Working, I'd suggest, as intended...

Rich Rostrom

R. Sherman | May 19, 2014 at 01:49:And unplugging every appliance in your house will not cause power companies to diminish their generation capacity in the slightest.

No, but it will cause them to take generators off-line, and burn less fuel. Electricity demand varies considerably by season and time of day.

Nearly all electric utilities have "peakers" for use when demand is highest. These are either diesel engines or natural-gas-fired turbines, which can be turned on and off quickly. When base load drops sufficiently, coal and nuclear generators go off-line.

Of course, the appliances in any one house don't make a significant difference in the aggregate demand, but then no one vote makes a difference in an election, either.

dcardno

When base load drops sufficiently, coal and nuclear generators go off-line.

No - usually they throttle back to the extent they can, and then start offering negative prices to neighbouring Control Authorities. Taking a big thermal plant off-line is not a trivial decision, since it may take a day or three to get it back on-line - sometimes more - so they don't go off-line until every more flexible plant in the connected grid has been dispatched off.

Tim Newman

Unplugging your phone charger to save on electricity is like carpeting your driveway to save on tyre wear.

TomJ

It's a waste not to use electricity which is generated. It's either used or it disappears; it's not stored someplace. And unplugging every appliance in your house will not cause power companies to diminish their generation capacity in the slightest.

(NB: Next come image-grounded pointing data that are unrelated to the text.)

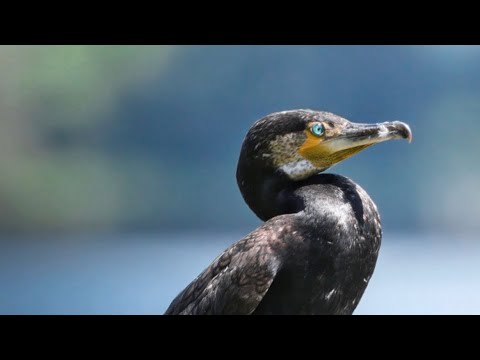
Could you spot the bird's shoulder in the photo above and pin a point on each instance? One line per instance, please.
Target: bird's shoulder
(236, 281)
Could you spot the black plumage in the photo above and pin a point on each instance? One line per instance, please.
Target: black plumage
(318, 247)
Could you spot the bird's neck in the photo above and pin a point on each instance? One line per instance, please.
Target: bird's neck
(268, 193)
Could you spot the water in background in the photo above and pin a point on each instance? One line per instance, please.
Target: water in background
(141, 274)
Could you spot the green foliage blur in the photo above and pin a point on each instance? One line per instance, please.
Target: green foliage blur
(108, 138)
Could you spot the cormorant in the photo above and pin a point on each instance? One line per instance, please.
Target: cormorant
(319, 244)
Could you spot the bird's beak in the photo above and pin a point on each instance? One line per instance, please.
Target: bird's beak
(353, 135)
(345, 141)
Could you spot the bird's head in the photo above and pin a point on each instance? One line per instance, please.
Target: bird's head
(301, 143)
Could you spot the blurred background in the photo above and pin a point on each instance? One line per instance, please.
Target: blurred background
(118, 167)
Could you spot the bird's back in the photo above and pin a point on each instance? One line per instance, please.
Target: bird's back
(317, 261)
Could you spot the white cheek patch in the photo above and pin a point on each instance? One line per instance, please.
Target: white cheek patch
(383, 132)
(299, 169)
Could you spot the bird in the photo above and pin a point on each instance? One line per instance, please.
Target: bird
(317, 248)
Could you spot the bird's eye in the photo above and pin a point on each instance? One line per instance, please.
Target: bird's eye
(317, 129)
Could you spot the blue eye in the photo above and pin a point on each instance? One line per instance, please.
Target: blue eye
(317, 129)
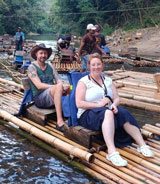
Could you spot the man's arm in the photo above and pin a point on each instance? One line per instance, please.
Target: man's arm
(56, 75)
(101, 50)
(32, 74)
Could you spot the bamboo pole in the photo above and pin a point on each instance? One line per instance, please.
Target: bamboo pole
(137, 85)
(59, 154)
(141, 105)
(151, 130)
(60, 136)
(139, 160)
(129, 169)
(117, 172)
(107, 174)
(11, 83)
(136, 167)
(139, 98)
(59, 144)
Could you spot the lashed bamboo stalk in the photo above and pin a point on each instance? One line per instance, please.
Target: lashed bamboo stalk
(116, 171)
(60, 136)
(141, 105)
(139, 160)
(136, 167)
(61, 155)
(151, 130)
(158, 124)
(154, 127)
(154, 160)
(137, 84)
(63, 146)
(129, 169)
(11, 83)
(146, 133)
(107, 174)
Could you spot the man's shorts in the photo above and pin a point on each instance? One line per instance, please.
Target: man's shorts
(44, 99)
(85, 61)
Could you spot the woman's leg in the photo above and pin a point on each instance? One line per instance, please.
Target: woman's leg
(108, 131)
(56, 93)
(135, 133)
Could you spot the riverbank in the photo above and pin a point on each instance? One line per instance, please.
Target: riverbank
(145, 40)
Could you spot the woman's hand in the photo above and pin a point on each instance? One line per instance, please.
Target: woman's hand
(104, 101)
(66, 88)
(114, 108)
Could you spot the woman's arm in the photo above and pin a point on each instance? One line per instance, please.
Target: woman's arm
(80, 98)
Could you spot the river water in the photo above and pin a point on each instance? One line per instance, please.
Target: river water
(23, 162)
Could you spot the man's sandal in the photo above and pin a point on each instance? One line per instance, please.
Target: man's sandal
(145, 151)
(116, 159)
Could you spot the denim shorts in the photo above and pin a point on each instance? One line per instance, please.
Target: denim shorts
(84, 61)
(44, 99)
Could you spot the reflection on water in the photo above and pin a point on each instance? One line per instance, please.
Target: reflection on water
(23, 162)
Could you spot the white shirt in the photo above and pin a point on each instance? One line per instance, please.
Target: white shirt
(95, 93)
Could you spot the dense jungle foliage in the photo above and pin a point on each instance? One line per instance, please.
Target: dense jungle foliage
(72, 16)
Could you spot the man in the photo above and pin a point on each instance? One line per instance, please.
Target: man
(46, 91)
(19, 39)
(88, 46)
(100, 40)
(63, 42)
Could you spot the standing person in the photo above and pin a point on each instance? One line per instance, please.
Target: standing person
(63, 42)
(100, 40)
(100, 111)
(88, 46)
(42, 76)
(19, 39)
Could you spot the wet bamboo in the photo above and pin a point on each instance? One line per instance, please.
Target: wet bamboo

Well that's nonsense. All electricity generated and fed into the Grid is taken up by some load somewhere, none "disappears". The amount generated changes according to demand, mostly varying the output of fossil plants, as fuel costs for nuclear are negligible so it makes sense to keep them running as close to max as possible. See the graphs at http://www.gridwatch.templar.co.uk/. (Pause to note that the UK's installed wind tubine capacity of approx 11GW is currently supplying 0.88GW to the grid.) Also, some generated energy is stored; see the mouseover text on the pumped dial at the same link.

David Gillies

If these cretins weren't so innumerate they'd be able to answer questions like this for themselves. I ran the battery on my iPhone 5S down to 14% today before I remembered to plug it in. It was fully charged three hours later. It has a 1570 mAh battery in it, which is in the vicinity of 30 KJ. I charged it with a powered hub which can deliver an amp, so 15 Wh or so, meaning the numbers are in the right ballpark - 50 kJ say. A kWh (3.6 MJ) costs about 13p in the UK and 17 cents (10p) where I live. So this charge cost between 0.14 and 0.18 of a penny. It takes me about 400 milliseconds to earn this. Of course once the device is fully charged it draws milliwatts in standby.

Watcher in the dark

Most sane people only feel bad about using electricity when they catch their fingers on the plug's prongs when sliding it into the socket. Other than that, they carry on.